Monday January 10, 2022
New York Law Restricts FR Classes in Some Products
The first deadline of a just-signed New York State law (S.4630-B/A.5418-B) on certain classes of flame retardants (FRs) affects electronics displays and stands. Companies will have until the end of 2022 to identify any flame retardants used. Such products also will be subject to a January 1, 2024, ban of FR classes covered by the law – halogenated, organophosphorus, organonitrogen, or nanoscale.
January 1, 2024, also applies to a similar ban for new mattresses and upholstered furniture. On January 1, 2023, such a ban will affect activities like reupholstery and repair. There are exemptions, such as for stitching threads or certain barrier materials on the bottoms of one-sided mattresses. Details of exemptions are on page 3 of the law (bit.ly/3zr3a6j), signed December 31 by Gov.
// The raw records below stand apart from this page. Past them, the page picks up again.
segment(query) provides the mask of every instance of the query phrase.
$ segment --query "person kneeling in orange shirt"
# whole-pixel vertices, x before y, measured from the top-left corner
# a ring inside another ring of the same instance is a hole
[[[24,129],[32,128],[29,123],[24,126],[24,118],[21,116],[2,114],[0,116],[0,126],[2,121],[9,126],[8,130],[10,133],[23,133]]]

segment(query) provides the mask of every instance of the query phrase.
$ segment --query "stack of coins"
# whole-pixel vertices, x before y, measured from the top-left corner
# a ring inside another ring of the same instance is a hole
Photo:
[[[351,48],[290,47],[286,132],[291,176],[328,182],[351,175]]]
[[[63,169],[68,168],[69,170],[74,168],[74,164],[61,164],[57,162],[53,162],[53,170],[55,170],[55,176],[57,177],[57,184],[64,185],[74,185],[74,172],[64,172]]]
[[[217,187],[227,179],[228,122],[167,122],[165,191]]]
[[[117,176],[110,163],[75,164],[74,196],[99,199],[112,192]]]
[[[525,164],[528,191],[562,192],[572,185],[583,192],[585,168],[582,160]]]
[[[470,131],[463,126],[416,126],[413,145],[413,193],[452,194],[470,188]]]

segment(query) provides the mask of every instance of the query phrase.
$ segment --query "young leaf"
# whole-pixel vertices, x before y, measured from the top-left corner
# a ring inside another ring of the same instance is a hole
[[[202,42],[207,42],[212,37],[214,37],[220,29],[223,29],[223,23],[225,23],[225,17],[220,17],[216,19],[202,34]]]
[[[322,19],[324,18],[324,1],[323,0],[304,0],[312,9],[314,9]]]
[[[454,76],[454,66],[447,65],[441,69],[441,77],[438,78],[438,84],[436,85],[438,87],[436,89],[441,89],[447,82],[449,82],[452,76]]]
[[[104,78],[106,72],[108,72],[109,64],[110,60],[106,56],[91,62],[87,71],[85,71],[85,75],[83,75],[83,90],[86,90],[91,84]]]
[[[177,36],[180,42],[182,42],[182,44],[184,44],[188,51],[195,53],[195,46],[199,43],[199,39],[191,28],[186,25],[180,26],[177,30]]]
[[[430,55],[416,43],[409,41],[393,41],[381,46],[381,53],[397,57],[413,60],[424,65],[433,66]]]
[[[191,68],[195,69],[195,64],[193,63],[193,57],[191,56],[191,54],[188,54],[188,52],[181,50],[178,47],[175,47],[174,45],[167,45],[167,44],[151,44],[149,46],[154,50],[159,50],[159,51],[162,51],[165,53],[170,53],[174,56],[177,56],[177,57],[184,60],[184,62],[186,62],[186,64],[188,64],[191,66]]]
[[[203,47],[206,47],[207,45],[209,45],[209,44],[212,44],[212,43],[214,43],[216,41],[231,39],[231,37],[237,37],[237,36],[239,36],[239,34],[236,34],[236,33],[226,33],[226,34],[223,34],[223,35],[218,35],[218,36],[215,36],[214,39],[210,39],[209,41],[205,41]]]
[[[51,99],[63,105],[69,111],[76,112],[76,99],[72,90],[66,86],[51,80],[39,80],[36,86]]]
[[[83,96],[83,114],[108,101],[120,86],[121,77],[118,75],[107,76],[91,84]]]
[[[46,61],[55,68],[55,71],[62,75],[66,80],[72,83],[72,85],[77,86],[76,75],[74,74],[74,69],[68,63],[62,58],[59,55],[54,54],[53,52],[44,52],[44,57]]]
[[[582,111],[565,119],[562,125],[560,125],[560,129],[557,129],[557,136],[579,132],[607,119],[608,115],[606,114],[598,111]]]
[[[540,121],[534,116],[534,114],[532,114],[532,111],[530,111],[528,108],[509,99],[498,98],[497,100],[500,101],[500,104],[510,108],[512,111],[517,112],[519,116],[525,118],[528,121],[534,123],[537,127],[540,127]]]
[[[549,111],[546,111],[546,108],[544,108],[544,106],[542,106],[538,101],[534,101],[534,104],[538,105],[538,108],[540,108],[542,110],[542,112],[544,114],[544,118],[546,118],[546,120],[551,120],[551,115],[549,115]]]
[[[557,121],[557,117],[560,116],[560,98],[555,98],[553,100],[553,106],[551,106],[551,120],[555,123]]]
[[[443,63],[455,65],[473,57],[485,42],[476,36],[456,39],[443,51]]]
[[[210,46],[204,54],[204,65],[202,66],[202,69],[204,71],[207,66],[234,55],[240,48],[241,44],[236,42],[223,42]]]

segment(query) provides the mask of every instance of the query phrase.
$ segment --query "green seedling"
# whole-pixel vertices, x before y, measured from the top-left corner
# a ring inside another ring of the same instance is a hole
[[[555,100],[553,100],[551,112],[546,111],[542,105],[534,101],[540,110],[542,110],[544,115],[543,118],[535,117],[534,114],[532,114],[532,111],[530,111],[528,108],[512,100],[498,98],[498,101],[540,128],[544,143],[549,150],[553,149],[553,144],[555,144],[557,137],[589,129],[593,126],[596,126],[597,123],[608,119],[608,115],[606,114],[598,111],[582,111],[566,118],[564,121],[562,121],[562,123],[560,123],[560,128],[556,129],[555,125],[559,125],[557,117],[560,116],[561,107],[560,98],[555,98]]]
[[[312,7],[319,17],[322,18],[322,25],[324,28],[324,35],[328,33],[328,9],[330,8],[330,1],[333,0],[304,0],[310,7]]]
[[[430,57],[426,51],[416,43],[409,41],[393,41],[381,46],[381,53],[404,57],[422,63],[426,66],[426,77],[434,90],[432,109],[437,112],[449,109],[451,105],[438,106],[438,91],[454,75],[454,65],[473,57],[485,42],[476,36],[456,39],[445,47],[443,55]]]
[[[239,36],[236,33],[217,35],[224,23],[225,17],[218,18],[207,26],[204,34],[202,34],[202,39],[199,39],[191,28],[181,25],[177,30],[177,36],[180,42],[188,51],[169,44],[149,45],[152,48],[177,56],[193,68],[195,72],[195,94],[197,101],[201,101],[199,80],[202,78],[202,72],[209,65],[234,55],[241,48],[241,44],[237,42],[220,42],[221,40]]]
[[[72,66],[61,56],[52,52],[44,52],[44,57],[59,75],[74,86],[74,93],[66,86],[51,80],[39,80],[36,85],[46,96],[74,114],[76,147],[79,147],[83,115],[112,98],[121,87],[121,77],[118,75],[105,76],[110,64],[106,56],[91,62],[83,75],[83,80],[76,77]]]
Kathy Hochul (D).
Violators risks maximum fines of $1,000 to $2,500 per day, depending on the situations.
In a press release (on.ny.gov/3q0CLsN) about signing the bill, the governor asserted, "[T]hese toxic chemicals have limited value, if any, in preventing or suppressing fires, as other states that have enacted legislation have not experienced more fires or new safety concerns associated with the removal of those chemicals from products."
Passage follows last year 's announcement by the state's Department of Environmental Conservation (PSL, 9/20/21) that it favored a class-based approach to organohalogen FRs (OFRs) for deciding reporting needs for children's products.
The agency said it was relying on work done for CPSC by the National Academy of Sciences, which suggested (PSL, 5/27/19) that treating OFRs as a single class would be unfeasible, but splitting them into 14 subclasses might work. The project stemmed from a petition granted by CPSC in 2017 (PSL, 9/25/17). It sought a national ban of non-polymeric additive OFRs in children's products, residential furniture, mattresses/pads, and electronics enclosures.
In mid-2020 (PSL, 7/6/20), agency staff explained that the resulting work was proceeding in seven broad areas involving a list of chemicals, scopes of subclasses, risk assessments, toxicity assessments, best practices, identifying OFRs used in consumer products, and lessons and suggested updates.
CPSC upholstered furniture work since was affected by a U.S. law (PSL, 1/4/21) to adopt California's TB-117-2013.